Belum lagi melihat dari tingkat perguruan tinggi, kini sudah ada 11 Perguruan Tinggi Negeri (PTN) berubah status menjadi Perguruan Tinggi Negeri Badan Hukum atau disingkat PTN-BH. Secara sederhana, PTN-BH merupakan perguruan tinggi negeri yang seluruh anggarannya kini tidak dibiayai oleh pemerintah dan PTN mencari anggaran secara otonom.
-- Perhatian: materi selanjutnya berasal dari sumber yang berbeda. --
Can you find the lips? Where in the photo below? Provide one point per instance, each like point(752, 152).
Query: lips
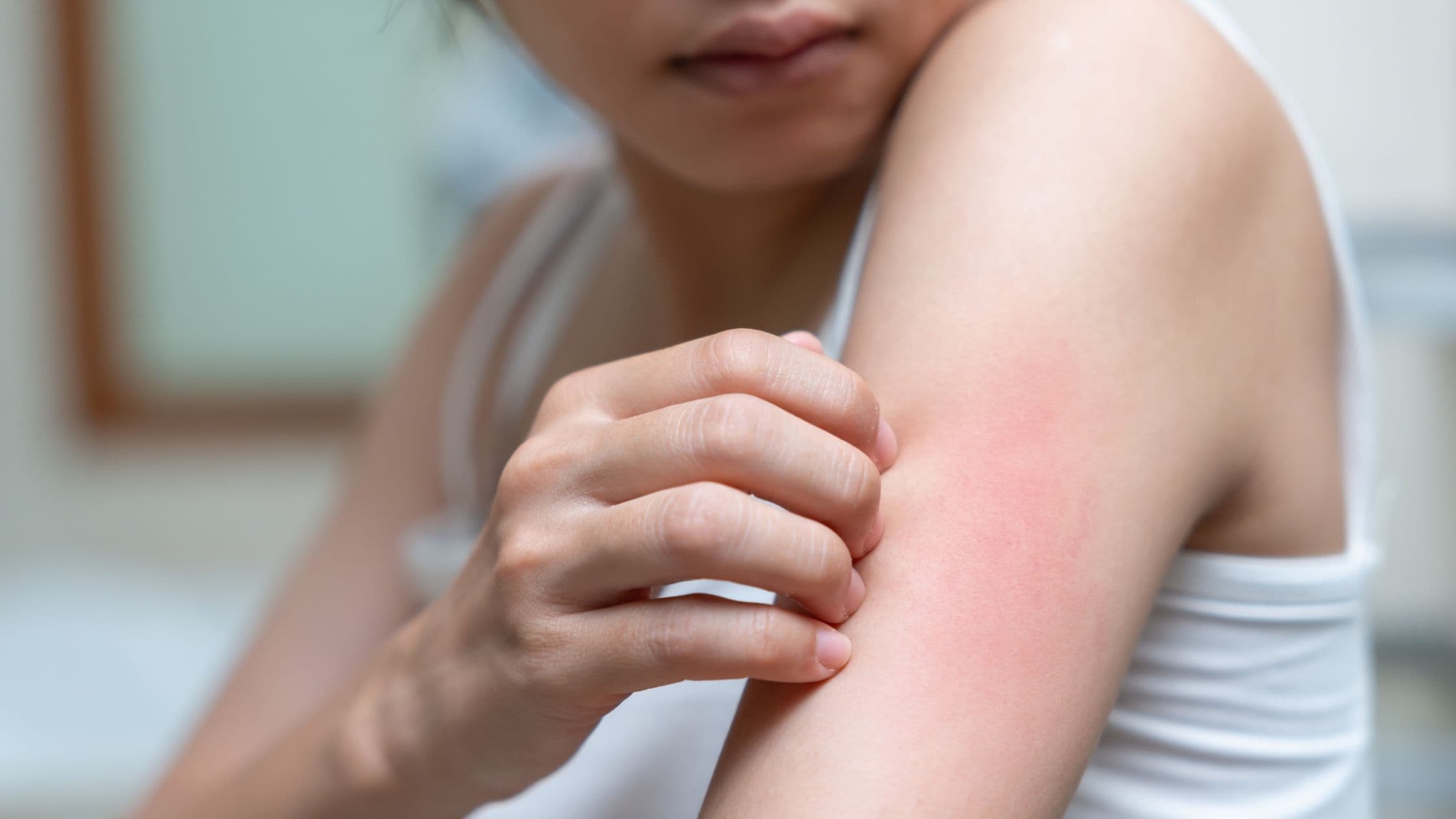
point(768, 37)
point(760, 53)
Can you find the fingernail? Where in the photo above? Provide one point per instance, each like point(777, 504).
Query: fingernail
point(887, 448)
point(857, 592)
point(832, 649)
point(804, 339)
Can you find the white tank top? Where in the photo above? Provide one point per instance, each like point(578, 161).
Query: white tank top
point(1248, 693)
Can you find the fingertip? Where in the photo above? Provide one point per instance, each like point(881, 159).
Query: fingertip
point(804, 339)
point(887, 448)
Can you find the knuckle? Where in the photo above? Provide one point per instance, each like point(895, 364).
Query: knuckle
point(536, 462)
point(861, 486)
point(562, 394)
point(522, 558)
point(762, 640)
point(826, 557)
point(695, 516)
point(734, 426)
point(736, 359)
point(541, 647)
point(848, 394)
point(669, 640)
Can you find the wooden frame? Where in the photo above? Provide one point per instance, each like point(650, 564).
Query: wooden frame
point(104, 396)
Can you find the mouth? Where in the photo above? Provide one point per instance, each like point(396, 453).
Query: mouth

PTN-BN secara dasar bagus dalam menciptakan sarjana sarjana yang berkualitas baik namun pada proses perjalanannya, PTN-BH seakan "memeras" para calon mahasiswa dan mahasiswa, mulai dari penetapan Uang Kuliah Tunggal (UKT) menggantikan Sumbangan Pembinaan Pendidikan (SPP) hingga fasilitas ruangan, seperti aula dan ruang kelas, harus melalui prosedur yang rumit dan bahkan ada yang sampai menyewakan dengan harga yang tergolong mahal bagi mahasiswa.
Melihat dari segelintir permasalahan pendidikan yang ada di negeri kita tercinta saat ini, sudah siapkah kita untuk menggetarkan negara lain dengan sistem pendidikan kita atau justru kita menjadi "budak" dari negara lain ?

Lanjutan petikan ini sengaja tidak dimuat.